The thumbs-up sign is one of the most instantly and universally recognized symbols of approval in modern Western culture. This ubiquitous gesture appears in everyday acknowledgments between friends and colleagues, in emojis across social media, and in numerous TV shows and movies, with famous fictional proponents including “The Fonz,” Borat, and Arnold Schwarzenegger’s T-800 in Terminator 2: Judgment Day.

Despite this popularity, a fair amount of confusion and misinformation surrounds the origin of the thumbs-up sign. Most notably, many people believe the gesture has its origins in ancient Roman gladiator fights, where spectators supposedly used a thumbs-up to spare defeated fighters and a thumbs-down to condemn them to death. This narrative has been reinforced by popular culture — particularly the 2000 Academy Award-winning movie Gladiator. The historical reality, however, is not nearly as clear cut as Hollywood would have us believe. 

Credit: Bettmann via Getty Images 

The Problem With Pollice Verso

It’s true that there’s a link between thumb gestures and gladiator fights in ancient Rome, but we don’t know exactly how the gesture was used. At the heart of the historical debate is the Latin phrase pollice verso, meaning “with a turned thumb.” This phrase appears in ancient Roman literature, including in connection with gladiatorial contests, but its exact meaning remains unclear to historians. We don’t know whether pollice verso referred to a thumb being turned up, turned down, held horizontally, or concealed inside the hand to indicate positive or negative opinions — or, in the arena, to signal whether a gladiator was spared or killed. 

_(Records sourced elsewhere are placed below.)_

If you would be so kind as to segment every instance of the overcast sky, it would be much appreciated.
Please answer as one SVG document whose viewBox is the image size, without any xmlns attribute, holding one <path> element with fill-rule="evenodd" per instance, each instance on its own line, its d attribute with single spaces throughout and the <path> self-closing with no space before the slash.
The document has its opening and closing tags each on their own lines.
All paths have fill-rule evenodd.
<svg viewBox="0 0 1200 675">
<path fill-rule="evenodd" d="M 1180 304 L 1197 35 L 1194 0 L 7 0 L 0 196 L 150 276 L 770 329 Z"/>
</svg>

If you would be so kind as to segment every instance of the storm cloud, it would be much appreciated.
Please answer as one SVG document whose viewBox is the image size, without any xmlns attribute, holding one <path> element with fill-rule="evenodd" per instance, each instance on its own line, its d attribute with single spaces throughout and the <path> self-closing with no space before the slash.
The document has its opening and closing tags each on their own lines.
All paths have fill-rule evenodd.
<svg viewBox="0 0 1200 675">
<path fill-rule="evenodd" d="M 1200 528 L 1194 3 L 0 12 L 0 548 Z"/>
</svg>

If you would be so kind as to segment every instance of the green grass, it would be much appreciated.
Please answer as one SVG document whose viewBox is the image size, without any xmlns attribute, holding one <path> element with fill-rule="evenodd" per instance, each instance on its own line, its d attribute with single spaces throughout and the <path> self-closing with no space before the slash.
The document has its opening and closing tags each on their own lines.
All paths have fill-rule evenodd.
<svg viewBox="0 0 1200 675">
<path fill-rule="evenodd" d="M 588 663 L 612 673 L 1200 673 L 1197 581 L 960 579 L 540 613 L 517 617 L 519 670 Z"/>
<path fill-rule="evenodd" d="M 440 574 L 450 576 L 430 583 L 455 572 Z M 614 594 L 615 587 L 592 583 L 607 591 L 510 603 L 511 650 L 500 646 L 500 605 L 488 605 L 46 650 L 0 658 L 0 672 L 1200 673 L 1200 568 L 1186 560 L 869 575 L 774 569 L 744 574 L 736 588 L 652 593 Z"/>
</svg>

The ambiguity of ancient sources has allowed later interpreters to project their own meaning onto the gesture. The most significant example of this in the modern era is Jean-Léon Gérôme’s 1872 painting “Pollice Verso.” The painting brilliantly captures the power and drama of a gladiatorial contest, with one gladiator standing above his fallen opponent, who, lying stricken on the ground, raises two fingers to plead for mercy. In the stands of the Colosseum, Roman spectators, including an animated group of vestal virgins, signal death for the defeated gladiator with a thumbs-down gesture. The painting greatly popularized the idea that a thumbs-up signaled life, and a thumbs-down signaled death for a defeated gladiator.

It didn’t take long, however, for scholars to highlight the painting’s lack of a solid historical foundation in its portrayal of the gladiatorial contest. In 1879, a 26-page pamphlet titled Pollice Verso: To the Lovers of Truth in Classic Art, This Is Most Respectfully Addressed presented evidence against the historical accuracy of the thumb gestures in Gérôme’s painting.